Indeed, the common Chaos Dwarf blunderbuss handgun is intentionally flared to magnify sound to obstreperous levels in honour of the Great Thunderbull and for the terror visited upon the foe. Even the overbearing noise of Iron Daemons and the machines and heavy labour of Dawi Zharr industry bears a small connection to the holy Lightning Father. The rumbling charges of Bull Centaurs and the Taurus race are likewise seen as earthly proof of the Thunderbull’s divine power, and some musical instruments used by the Chaos Dwarf empire’s Legions are designed to mimic the might of thunder or a stampeding bull.
Those slaves who cannot withstand the ear-shattering reality of toiling for the Dawi Zharr overlords will eventually turn deaf. Slaves without hearing is still of some value to the Chaos Dwarfs and their subordinate Hobgoblin taskmasters, provided those slaves still can perform their simple, menial labour and understand instructions relayed as much by whip and gesture as by voice. Yet they are believed to be marked for doom by the Great Thunderbull, for one day they will outlive their usefulness.

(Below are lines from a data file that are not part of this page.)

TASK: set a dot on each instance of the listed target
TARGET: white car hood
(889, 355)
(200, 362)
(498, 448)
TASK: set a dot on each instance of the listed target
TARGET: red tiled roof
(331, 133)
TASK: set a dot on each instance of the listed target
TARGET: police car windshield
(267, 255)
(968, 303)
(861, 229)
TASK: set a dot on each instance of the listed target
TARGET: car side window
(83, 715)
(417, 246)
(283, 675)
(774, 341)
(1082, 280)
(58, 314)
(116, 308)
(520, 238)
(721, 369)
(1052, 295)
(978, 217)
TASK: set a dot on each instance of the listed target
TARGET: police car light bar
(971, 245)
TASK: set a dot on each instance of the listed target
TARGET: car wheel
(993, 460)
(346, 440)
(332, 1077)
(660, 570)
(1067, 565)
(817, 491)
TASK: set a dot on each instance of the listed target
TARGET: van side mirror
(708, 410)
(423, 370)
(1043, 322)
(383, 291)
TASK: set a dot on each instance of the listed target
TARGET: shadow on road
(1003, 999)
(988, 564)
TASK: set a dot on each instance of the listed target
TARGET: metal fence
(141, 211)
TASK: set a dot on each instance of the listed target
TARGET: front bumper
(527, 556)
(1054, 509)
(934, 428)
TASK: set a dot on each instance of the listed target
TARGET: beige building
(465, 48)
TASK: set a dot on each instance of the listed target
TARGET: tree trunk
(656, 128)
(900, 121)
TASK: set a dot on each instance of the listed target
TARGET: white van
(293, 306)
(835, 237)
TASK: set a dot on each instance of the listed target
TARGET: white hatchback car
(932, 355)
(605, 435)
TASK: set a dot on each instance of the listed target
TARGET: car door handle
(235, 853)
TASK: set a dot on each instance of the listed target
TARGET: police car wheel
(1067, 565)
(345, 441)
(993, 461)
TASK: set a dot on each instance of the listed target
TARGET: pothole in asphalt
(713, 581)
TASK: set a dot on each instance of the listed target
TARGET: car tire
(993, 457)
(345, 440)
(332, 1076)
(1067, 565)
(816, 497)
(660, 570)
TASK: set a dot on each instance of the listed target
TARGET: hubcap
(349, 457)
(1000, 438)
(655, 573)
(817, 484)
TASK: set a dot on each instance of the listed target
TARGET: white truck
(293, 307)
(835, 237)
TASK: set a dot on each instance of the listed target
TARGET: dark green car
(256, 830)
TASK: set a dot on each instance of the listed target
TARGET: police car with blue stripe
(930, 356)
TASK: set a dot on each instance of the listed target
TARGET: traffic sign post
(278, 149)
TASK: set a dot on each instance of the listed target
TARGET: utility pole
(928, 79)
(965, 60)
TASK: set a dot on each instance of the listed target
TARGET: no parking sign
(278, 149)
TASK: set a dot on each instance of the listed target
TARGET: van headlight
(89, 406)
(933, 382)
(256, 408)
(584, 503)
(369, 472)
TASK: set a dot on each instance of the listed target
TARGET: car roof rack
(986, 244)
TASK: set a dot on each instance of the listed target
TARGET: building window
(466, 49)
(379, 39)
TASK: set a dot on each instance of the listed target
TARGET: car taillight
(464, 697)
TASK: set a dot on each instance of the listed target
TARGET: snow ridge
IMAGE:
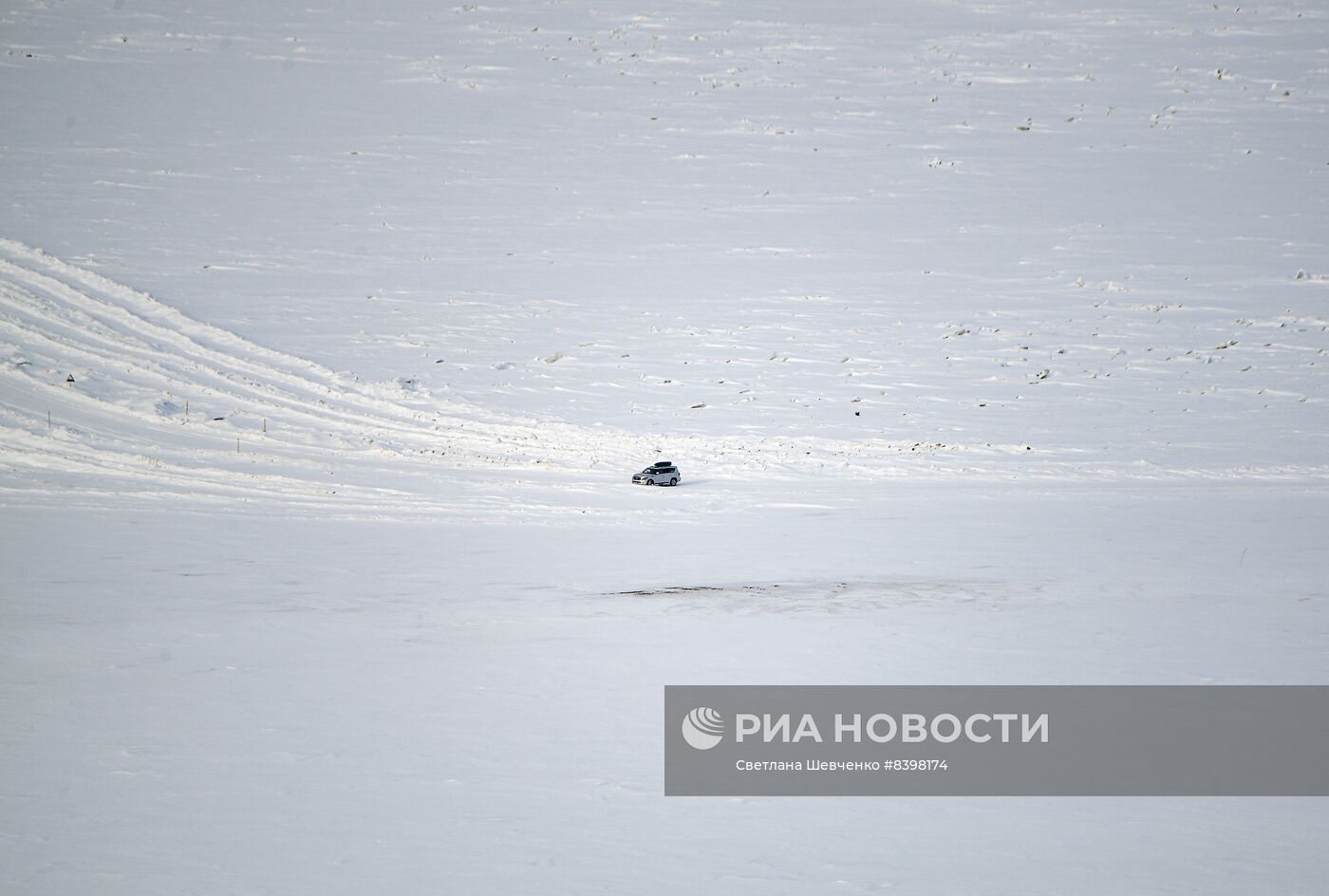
(109, 392)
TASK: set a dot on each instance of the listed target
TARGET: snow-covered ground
(990, 339)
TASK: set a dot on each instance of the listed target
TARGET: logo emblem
(703, 727)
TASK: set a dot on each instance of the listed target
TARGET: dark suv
(658, 474)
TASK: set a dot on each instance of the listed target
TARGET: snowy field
(990, 341)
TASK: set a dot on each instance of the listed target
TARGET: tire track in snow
(335, 443)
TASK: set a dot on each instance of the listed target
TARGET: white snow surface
(989, 338)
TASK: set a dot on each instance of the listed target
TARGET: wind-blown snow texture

Every Dawi Zharr knows that a deaf slave is soon a death’s slave, yet even so the thrall who turns deaf might have glimpsed salvation from his torment when the overpowering noise of their industrial hell became lost entirely on their ragged ears. For the hell ruled by the Blacksmiths of Chaos is a realm where thunder is eternal, whether it comes from on high or from on low.
Such is the hymn of the Great Thunderbull.